Opinión

Perros y mordazas

[dropcap]P[/dropcap]ensaba yo el otro día que si la ley mordaza de Rajoy hubiera florecido en los tiempos de Alejandro Magno, Diógenes el cínico (el filósofo-perro que mordía al sistema) no lo habría pasado nada bien, y eso que nos habríamos perdido. Nosotros y la filosofía.

¿Alguien se imagina la filosofía o incluso la política antigua sin esos filósofos-perros, que son la sal y el condimento de ese guiso que llamamos amor a la sabiduría y a la verdad… sólo Platón, y Platón, y más Platón… a palo seco?

Como nuestro filósofo antisistema tenía el humor fresco y la lengua larga, pudo decirle a Alejandro sin inmutarse aquello de «no me tapes el sol», y el dueño de todos los hombres -supongo que tras la primera sorpresa- envidiarle la libertad.

Él estaba acostumbrado a tratar con esclavos o con cortesanos (que en última instancia son casi lo mismo).

Evidentemente, Alejandro era un hombre de mundo y de gustos cosmopolitas. Un hombre viajado, que además tuvo por maestro a Aristóteles, que no era un maestro cualquiera.
Y esa distancia en la mirada y en el juicio que produce el conocimiento de mil y una realidades, aprendidas en los libros o palpadas a punta de espada, es lo que le llevo a decir, según cuentan las crónicas, que de no ser Alejandro el Magno, el dueño del mundo, le habría gustado ser Diógenes el perro, dueño sólo de su independencia y de su libertad.

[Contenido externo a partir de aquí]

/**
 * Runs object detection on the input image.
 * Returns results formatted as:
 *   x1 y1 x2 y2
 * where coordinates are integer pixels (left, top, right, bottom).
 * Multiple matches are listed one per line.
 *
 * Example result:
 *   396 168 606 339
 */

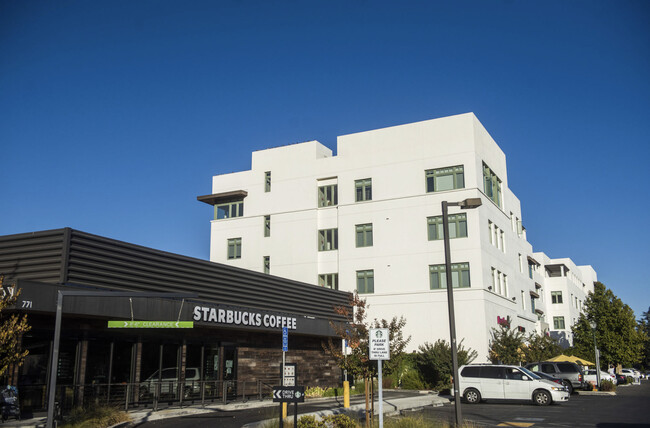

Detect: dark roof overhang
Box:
196 190 248 205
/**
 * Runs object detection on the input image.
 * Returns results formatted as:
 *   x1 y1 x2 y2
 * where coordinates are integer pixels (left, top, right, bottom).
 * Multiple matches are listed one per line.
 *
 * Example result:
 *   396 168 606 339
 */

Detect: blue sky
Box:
0 0 650 316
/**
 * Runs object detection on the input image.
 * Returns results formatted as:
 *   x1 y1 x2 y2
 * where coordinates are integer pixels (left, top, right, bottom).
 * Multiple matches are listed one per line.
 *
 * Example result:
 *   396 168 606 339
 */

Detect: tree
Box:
323 291 411 379
521 332 562 363
488 317 524 364
639 308 650 369
415 339 478 391
571 282 645 368
323 291 411 423
0 275 31 377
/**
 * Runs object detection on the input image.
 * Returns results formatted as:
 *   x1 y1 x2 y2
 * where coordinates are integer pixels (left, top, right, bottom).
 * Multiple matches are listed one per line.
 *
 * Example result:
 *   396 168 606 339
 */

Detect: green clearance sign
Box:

Nostalgia quizás de la vida sencilla, o de la libertad sin ataduras, o simplemente de la verdad que ahogamos y malogramos para ejercer el poder o para humillarnos ante él.

Ese gesto magnánimo del poderoso que conocía Oriente y Occidente, con el filósofo antisistema, no hubiera sido hoy posible, en los tiempos zafios y provincianos de Mariano Rajoy, en los que el poder corrupto no es capaz de sincerarse en ningún momento con la crítica desvergonzada (al contrario, la teme y la persigue), y que por sincerarse no se sincera ni con sus propios votantes, a los que a cambio de tanta fidelidad ciega y blanda sumisión, no concede ni siquiera unas migajas de limpia verdad.

Falta ese gesto de nobleza que por un momento hace cómplice al poderoso con el crítico que le desnuda.

Pero otra cosa es la conciencia. Y si lo pensamos bien, debe ser duro -y muy poco sano- arrastrar tanta mentira y durante tanto tiempo.